Yaptenco, Kevin Fernandez
Peralta, Engelbert K.
Agravante, Josephine U.
Data:  2019-04-30
Ano:  2019
Palavras-chave:  Agricultural / biosystems engineering
Horticulture Near-infrared
Eating quality
Resumo:  Near-infrared (NIR) spectroscopy was assessed in predicting maturity and eating quality of ‘Carabao’ mango fruit. A total of 1,200 fruits were harvested at the green stage at four different harvest dates [100, 110, 120 and 125 days after flower induction (DAFI)]. Fruits were scanned at the green and table-ripe stage (TRS) using NIR reflectance spectroscopy. The fruits were then measured destructively for the determination of dry matter (DM) content at the green stage, total soluble solids (TSS) and sensory attributes at the TRS. The best calibration models were achieved using partial least square regression (PLSR) analysis for predicting DM, TSS and maturity in the short wavelength region of 700 - 990 nm at 2-nm increment. Principal component analysis-linear discriminant analysis (PCA-LDA) was also used in classifying fruits according to maturity (in terms of DAFI) and eating quality (in terms of overall acceptability or OA). Based on R2 values, PLSR models are suitable for quality assurance according to maturity (R2 = 0.946, RMSECV = 2.229) and could be used for screening green fruits according to DM (R2 = 0.774, RMSECV = 1.091%).
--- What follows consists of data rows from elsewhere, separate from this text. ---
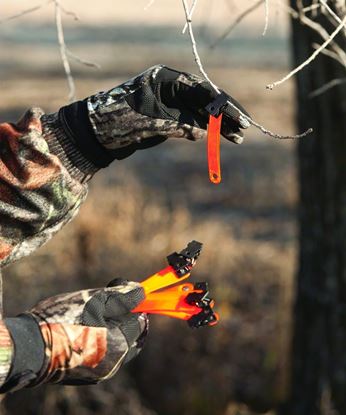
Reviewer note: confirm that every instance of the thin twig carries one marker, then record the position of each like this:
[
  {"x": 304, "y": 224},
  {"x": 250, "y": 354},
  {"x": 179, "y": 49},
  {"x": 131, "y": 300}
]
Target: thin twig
[
  {"x": 319, "y": 29},
  {"x": 63, "y": 51},
  {"x": 241, "y": 17},
  {"x": 82, "y": 61},
  {"x": 244, "y": 119},
  {"x": 332, "y": 13},
  {"x": 69, "y": 12},
  {"x": 329, "y": 53},
  {"x": 26, "y": 11},
  {"x": 324, "y": 88},
  {"x": 310, "y": 59},
  {"x": 266, "y": 7},
  {"x": 194, "y": 4}
]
The calibration model for predicting TSS (R2 = 0.839, RMSECV = 1.282) of ripe fruit using NIR spectra at TRS could be used in research but with caution. For classifying fruits according to DAFI and OA, PCA-LDA gave good results using NIR spectra at the green stage with a success rate of 88% and 86%, 72% and 70% for calibration and validation, respectively.  The findings indicate the potential of near- infrared (NIR) spectroscopy for non-destructive prediction of maturity and quality parameters of mango. The results of the study could serve as the basis for quality control and automatic sorting system for various commodities.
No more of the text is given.